Я проснулся потому, что большая ящерица, бегавшая по потолку, упала мне на голую грудь. В хижине было совершенно темно и очень душно. С площади доносилось негромкое постукивание опахала по обожжённой земле, стража бодрствовала, всё было в порядке.
Я хотел повернуться и заснуть снова, потому что голова болела от жары и тяжёлых путаных снов, как вдруг, снова погружаясь в дремоту, услышал слабый скрип, едва уловимый в безмолвии ночи. Кто-то лёгкими шагами осторожно поднимался по лесенке, ведущей на веранду.
Я сел на постели. Сердце тяжело билось. В голове ещё теснились видения сна. Сплю я или нет? Я напряг слух. Легкий скрип повторился и замер: неизвестный крался, останавливаясь через каждые 2–3 шага и прислушиваясь…
В другое время я встал бы и вышел взглянуть, в чём дело. Но сейчас, в полусне, вдруг испугался:
«Пробираются ко мне… Дикари… Убить…»
Я торопливо выхватил из-под подушки браунинг, удобнее сел на постели, разложенной прямо на полу посреди комнаты, и ощупью нашёл большой электрический фонарь. Быстро поставил его слева от себя на расстоянии вытянутой руки.
«Готово! Как только дверь откроется — включу свет, ослеплю входящих и открою огонь. Если они и успеют бросить копья на свет, то в меня не попадут…»
И в то же мгновение я услышал скрип половиц уже на веранде. Вот… Ближе… Кто-то, подойдя к моей двери, остановился…
Я поднял пистолет. Дверь скрипнула и начала открываться.
Засинело небо, замерцали звёзды.
Дальнейшее произошло в течение одной секунды. Включаю свет. Он слепит, я закрываю глаза… Открываю… И…
В дверях стоит девочка лет двенадцати и рукой прикрывает глаза от света. Её тонкая коричневая фигурка кажется золотой в лучах фонаря.
Минуту мы смотрим друг на друга молча. Сон прошёл, оружие в руке вызывает теперь досаду — чуть не подстрелил девчонку… Прячу браунинг под подушку, направляю сноп лучей в потолок. Закуриваю…
С курчавой головки девочки падают на плечи три белых пера. На груди, подвешенная на невидимом волоске, сидит огромная чудесно-синяя бабочка и медленно раскрывает и закрывает крылья.
— Что тебе нужно?
Певуче произнося непонятные слова, она робко отвечает, плавно жестикулируя ручкой.
И вдруг сразу всё становится ясным: она — моя!
Ассаи, вождь, расквитался за подаренный мною нож.
Когда я опять укладываюсь и пускаю кольца дыма в потолок, по которому бегают ящерицы, вся эта история вспоминается снова.

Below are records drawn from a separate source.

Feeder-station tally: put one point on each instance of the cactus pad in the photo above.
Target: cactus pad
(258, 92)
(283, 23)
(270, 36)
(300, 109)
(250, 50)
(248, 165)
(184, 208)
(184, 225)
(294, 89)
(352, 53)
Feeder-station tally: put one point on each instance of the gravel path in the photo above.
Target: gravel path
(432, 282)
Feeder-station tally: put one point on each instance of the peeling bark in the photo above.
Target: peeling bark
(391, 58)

Сначала капитан проводит по лицу рукой, стряхивает пот на горячий глиняный пол. Потом морщится и с выражением страдания берёт со стола маленького сушёного крокодила и острой зубастой головкой тычет в середину висящей на стене карты, туда, где темнеет жирное, засаленное пятно.

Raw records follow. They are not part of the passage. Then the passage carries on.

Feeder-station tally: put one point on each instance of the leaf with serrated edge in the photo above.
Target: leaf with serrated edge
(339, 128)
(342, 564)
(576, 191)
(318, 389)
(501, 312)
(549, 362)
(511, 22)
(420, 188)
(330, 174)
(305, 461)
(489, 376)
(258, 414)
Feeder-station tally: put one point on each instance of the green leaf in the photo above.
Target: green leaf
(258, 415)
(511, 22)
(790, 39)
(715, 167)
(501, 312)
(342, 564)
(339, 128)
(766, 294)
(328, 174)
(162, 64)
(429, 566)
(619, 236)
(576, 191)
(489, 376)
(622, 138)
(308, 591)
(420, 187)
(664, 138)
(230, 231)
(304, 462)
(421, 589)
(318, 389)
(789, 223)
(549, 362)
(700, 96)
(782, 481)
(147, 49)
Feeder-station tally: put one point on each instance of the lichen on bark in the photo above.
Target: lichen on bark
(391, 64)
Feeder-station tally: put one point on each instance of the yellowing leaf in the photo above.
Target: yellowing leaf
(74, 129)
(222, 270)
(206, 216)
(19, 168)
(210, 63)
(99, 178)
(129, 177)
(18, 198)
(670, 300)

— Вот здесь. В самом центре. Какого чёрта вам ещё надо? Хотите видеть Африку? Будь она проклята… Смотрите, вот она.
Измождённой, мокрой от пота рукой, он показывает на окно. Я поворачиваю голову и смотрю.
Большой прямоугольный двор, обнесённый глиняной стеной. Справа и слева навесы, подпираемые кривыми жердями. Справа спят солдаты вповалку на раскалённой земле. Тучи мух колышутся над ними. В тяжёлом сне спящие мычат и стонут, потому что даже отдых здесь превращён в страдание. Слева спят арестованные. Они связны верёвками и лежат, сбившись в кучу, как скот, ожидающий убоя. Спины в крови и покрыты слоем зелёных мух. Над ними с винтовкой в одной руке и палкой в другой стоит часовой. Ошалелый от зноя, он дремлет, покачивается, в момент падения открывает воспалённые глаза, испуганно оглядывается на наше окно и ударяет палкой кого-либо из арестованных. Показав этим, что он выполняет долг, часовой мгновенно засыпает и начинает снова покачиваться.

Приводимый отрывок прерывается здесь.